Scraping

hircine comes with a generic scraper interface that allows scraping comic metadata from virtually any source. A number of scrapers for common file formats and websites are included in the base installation. Refer to Plugins if you want to write your own.

Scraper sources

Usually, a scraper will access a location on the web or a local file on your disk. The former may be an online API, whilst the latter may be a JSON file like gallery-dl’s info.json.

For local files, two locations are considered. The comic’s archive may contain this file, or it may be stored as sidecar file alongside the archive in the content/ directory.

Archive & sidecar files

Sidecar files need to be prefixed with the full name of the archive. For example, if a scraper accesses a file named info.json for an archive Hoshiiro GirlDrop Comic Anthology.zip, the following locations will be considered:

Location

Name

Archive

info.json

Sidecar

content/Hoshiiro GirlDrop Comic Anthology.zip.info.json

Note

If a file exists in both locations, the sidecar file is preferred.

Scraper interface

If a comic has scrapers available, they will be shown in the Scrape tab. Selecting the desired scraper and clicking on the Scrape button will start the scraping process.

Scraping a comic.

Once the scraper has returned results, they are shown in the pane below. Only results that differ from existing comic metadata will be displayed.

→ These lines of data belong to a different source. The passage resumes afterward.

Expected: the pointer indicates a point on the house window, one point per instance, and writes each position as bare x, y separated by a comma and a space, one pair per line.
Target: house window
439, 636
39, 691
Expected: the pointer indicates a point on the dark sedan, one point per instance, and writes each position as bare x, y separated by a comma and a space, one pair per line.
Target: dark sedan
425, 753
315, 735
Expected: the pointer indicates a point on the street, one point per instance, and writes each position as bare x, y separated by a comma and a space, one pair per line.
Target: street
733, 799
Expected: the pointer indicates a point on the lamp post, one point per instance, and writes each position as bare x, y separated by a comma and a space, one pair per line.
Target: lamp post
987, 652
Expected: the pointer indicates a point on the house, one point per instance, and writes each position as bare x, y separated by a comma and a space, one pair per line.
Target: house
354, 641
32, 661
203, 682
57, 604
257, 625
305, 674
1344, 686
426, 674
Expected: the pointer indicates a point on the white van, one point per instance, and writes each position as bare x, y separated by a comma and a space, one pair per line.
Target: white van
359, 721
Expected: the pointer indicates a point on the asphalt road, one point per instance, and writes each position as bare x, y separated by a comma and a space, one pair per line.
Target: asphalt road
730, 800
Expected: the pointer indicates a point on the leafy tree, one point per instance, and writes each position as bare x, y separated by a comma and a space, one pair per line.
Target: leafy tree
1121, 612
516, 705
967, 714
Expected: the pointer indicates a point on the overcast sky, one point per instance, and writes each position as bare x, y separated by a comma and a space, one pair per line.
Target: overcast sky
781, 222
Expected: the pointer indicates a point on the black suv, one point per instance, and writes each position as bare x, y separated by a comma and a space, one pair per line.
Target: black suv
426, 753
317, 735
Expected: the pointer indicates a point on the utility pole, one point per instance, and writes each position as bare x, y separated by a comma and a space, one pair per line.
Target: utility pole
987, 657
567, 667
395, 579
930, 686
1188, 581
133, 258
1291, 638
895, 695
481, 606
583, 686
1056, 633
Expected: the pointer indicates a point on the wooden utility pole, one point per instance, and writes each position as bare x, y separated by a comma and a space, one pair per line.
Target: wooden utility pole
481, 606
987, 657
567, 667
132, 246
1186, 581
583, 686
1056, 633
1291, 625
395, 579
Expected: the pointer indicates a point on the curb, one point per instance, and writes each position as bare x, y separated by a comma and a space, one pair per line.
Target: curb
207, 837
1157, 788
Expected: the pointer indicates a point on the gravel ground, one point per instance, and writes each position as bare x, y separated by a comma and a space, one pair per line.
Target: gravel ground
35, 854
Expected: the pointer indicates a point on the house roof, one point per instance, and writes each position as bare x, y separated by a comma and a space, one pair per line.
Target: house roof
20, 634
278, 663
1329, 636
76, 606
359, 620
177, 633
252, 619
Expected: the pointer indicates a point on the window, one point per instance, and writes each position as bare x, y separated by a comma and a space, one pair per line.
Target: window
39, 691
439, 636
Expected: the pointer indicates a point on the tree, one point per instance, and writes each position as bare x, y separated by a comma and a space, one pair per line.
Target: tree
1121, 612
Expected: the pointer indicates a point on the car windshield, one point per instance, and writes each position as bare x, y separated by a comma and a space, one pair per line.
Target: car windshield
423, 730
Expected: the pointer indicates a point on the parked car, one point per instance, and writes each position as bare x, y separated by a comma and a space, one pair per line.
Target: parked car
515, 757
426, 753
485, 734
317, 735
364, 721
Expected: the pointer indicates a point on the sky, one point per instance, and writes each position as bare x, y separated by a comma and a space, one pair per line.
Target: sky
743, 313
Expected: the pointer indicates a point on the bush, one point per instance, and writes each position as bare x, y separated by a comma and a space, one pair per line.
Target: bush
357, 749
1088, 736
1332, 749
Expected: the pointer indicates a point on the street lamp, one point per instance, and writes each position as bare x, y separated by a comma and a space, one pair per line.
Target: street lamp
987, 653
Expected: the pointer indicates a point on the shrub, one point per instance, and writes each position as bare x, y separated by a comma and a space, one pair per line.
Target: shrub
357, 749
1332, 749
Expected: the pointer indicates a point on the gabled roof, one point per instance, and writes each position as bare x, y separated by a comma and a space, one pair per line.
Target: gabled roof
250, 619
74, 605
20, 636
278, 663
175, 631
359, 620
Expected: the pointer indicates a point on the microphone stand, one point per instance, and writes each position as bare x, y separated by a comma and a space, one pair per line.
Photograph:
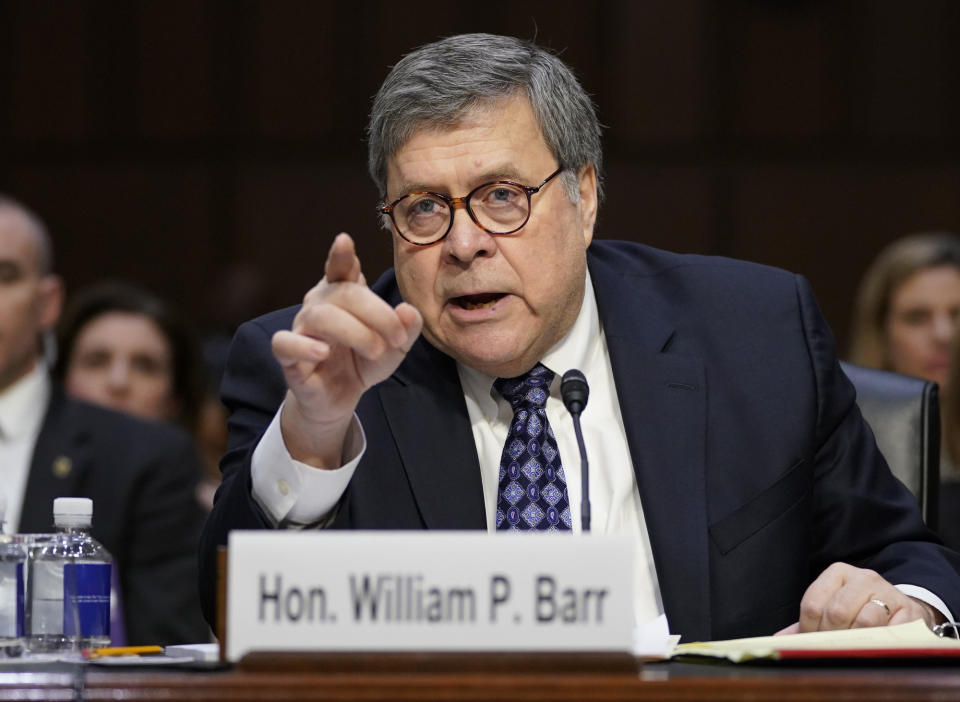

Metadata that should not be kept may be deselected. For groups with a larger set of entries, the selection may be inverted to quickly deselect the whole group, or to only select a few entries. Pressing the Merge button will update the comic with the selected metadata.

Options

By default, hircine does not automatically create missing metadata entries. This can be controlled using the Create missing items option.

Note

Scrapers always return qualified tags (the namespace is set to none if it could not be determined). When requested to create a missing qualified tag, the namespace and tag will be created (if needed), and the tag will be marked as applicable to the namespace.

A qualified tag is considered to be missing if any of the following apply:

  1. The namespace does not exist.

  2. The tag does not exist.

  3. The tag is not applicable to the namespace.

Modifying scraper results

hircine allows modifying results that are returned by a scraper without having to change the scraper logic. Refer to the documentation on Plugins for more.